Is there a way to set different PHP settings for small wikipedias than for
large ones, though?
InitializeSettings.php can take wiki names directly, or any of the dblists from the operations/mediawiki-config repo root (s* and small/medium/large would be the helpful ones here).
- whenever we display geometric means, we weight by sampling rate (exp(sum(sampling_rate
- ln(value)) / sum(sampling_rate)) instead of exp(avg(ln(value))))
I don't follow the logic here. Like percentiles, averages should be unaffected by sampling, geometric or not.
Assume we have 10 duration logs with 1 sec time and 10 with 2 sec; the (arithmetic) mean is 1.5 sec. If the second group is sampled 1:10, and we take the average of that, that would give 1.1 sec; our one sample from the second group really represents 10 events, but only has the weight of one. The same logic should hold for geometric means.
I think averages would be unaffected by *uniform* sampling; but we are not doing uniform sampling here; even if we are only doing per-wiki sampling, we might need to aggregate data from differently sampled groups for a cross-wiki comparison chart, for example.

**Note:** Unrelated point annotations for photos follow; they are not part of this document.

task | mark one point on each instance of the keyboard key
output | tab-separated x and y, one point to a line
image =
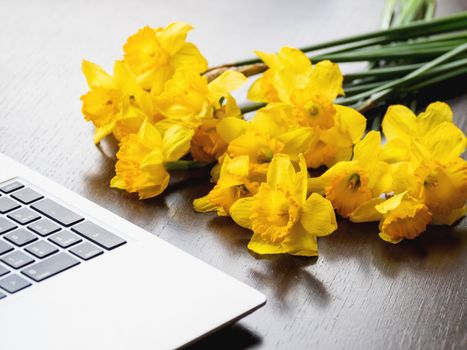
20	237
57	212
13	283
65	239
6	225
41	249
50	266
27	195
98	235
3	271
17	259
11	187
8	204
5	247
24	216
44	227
86	250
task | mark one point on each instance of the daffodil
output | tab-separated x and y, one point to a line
431	135
142	157
188	98
424	152
111	100
441	186
154	54
271	131
235	182
350	184
311	90
282	218
401	216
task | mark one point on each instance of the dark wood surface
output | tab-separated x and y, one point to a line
361	293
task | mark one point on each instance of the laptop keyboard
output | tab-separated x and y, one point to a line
40	238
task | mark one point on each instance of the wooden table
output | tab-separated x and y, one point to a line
361	293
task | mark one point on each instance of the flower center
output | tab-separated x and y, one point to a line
347	192
274	213
407	224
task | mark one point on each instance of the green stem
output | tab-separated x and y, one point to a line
448	75
393	72
380	92
384	54
413	30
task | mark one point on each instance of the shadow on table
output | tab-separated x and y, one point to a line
234	337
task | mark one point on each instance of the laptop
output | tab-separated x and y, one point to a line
73	275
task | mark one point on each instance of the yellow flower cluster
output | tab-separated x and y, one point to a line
159	106
163	110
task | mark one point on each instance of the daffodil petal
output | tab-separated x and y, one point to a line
367	149
190	57
389	239
367	211
117	182
176	142
230	128
103	131
227	82
297	141
435	113
150	135
351	121
280	172
95	75
326	79
318	217
173	36
399	122
241	211
445	141
391	203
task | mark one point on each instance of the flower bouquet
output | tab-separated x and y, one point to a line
170	111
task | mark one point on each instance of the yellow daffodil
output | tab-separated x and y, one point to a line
188	98
154	54
424	152
431	135
207	145
235	181
282	218
311	90
401	216
272	130
442	187
335	144
350	184
111	101
142	156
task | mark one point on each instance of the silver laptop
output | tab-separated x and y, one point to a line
75	276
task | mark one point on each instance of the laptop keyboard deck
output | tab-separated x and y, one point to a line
40	238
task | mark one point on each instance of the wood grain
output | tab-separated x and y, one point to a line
361	293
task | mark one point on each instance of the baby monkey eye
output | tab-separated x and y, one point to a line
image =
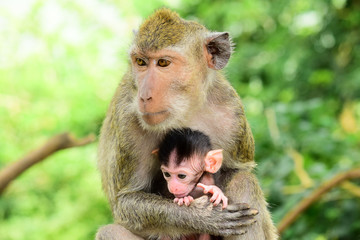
140	62
163	62
182	176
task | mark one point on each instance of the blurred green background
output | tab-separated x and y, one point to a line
296	66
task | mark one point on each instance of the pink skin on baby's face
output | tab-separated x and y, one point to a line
181	179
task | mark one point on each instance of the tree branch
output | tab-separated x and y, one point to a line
58	142
291	216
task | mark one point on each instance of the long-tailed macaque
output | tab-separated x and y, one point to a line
188	164
174	82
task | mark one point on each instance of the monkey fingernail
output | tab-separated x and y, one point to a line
253	212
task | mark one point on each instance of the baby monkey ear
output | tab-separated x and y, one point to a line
213	160
155	152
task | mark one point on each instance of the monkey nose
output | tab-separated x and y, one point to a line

(I suspect percentiles would be affected by non-uniform sampling as well, but I don't really have an idea how.)
[gerco] - whenever we display geometric means, we weight by sampling rate (exp(sum(sampling_rate * ln(value)) / sum(sampling_rate)) instead of exp(avg(ln(value))))
[gilles] I don't follow the logic here. Like percentiles, averages should be unaffected by sampling, geometric or not.
[gerco]Assume we have 10 duration logs with 1 sec time and 10 with 2 sec; the (arithmetic) mean is 1.5 sec. If the >second group is sampled 1:10, and we take the average of that, that would give 1.1 sec; our one sample from the >second group really represents 10 events, but only has the weight of one. The same logic should hold for geometric >means.
What variable are we measuring with this data that we are averaging?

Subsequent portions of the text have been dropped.